We propose that this last group of patients is the cohort that is most concerning and may benefit most from a targeted care pathway and a multidisciplinary medical weight loss management team. This healthcare team should include an orthopedic surgeon, bariatric surgeon, registered dietitian, exercise specialist, and mental health provider who can in concert provide comprehensive support for the morbidly obese patient to safely achieve the target body weight and BMI required for a safe and effective TKA that can improve quality of life. We are in the initial stages of developing such a program at our institution.
Recently, the American Medical Association officially categorized obesity, defined as a BMI of 30 or higher, as a disease.27 Proponents of the decision believe this move will encourage physicians to pay closer attention to obesity and enhance their patient counseling methods.

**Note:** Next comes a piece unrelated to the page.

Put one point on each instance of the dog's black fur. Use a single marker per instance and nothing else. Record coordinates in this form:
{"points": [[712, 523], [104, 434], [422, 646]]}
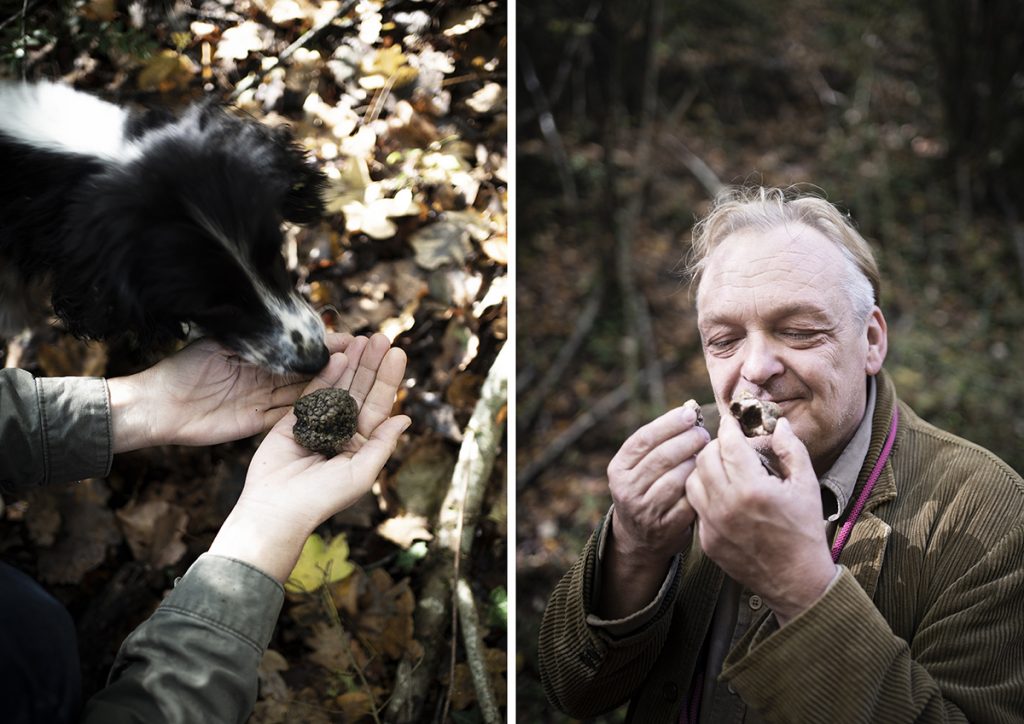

Opponents suggest that the measure that is used to define obesity, i.e., BMI, is flawed.27 A patient with a considerably elevated BMI can be perfectly healthy, while a patient with a moderately elevated BMI may have related metabolic disorder and a number of associated comorbid conditions that increase the risk of complications.3,14 Therefore, opponents suggest that changing the categorization of obesity from a condition to a disease will have little impact.27 Nevertheless, the increased awareness of obesity as a public health concern can only help those who seek a healthy way to decrease their body weight and BMI,27 particularly those who are candidates for TKA.
Susan M. Odum, PhD, is the senior research scientist and outcomes research manager for the OrthoCarolina Research Institute in Charlotte, NC, and serves as part-time associate graduate faculty in the College of Health and Human Services at the University of North Carolina at Charlotte. Bryan D. Springer, MD, specializes in total joint replacement surgery at the OrthoCarolina Hip and Knee Center, where he is fellowship director.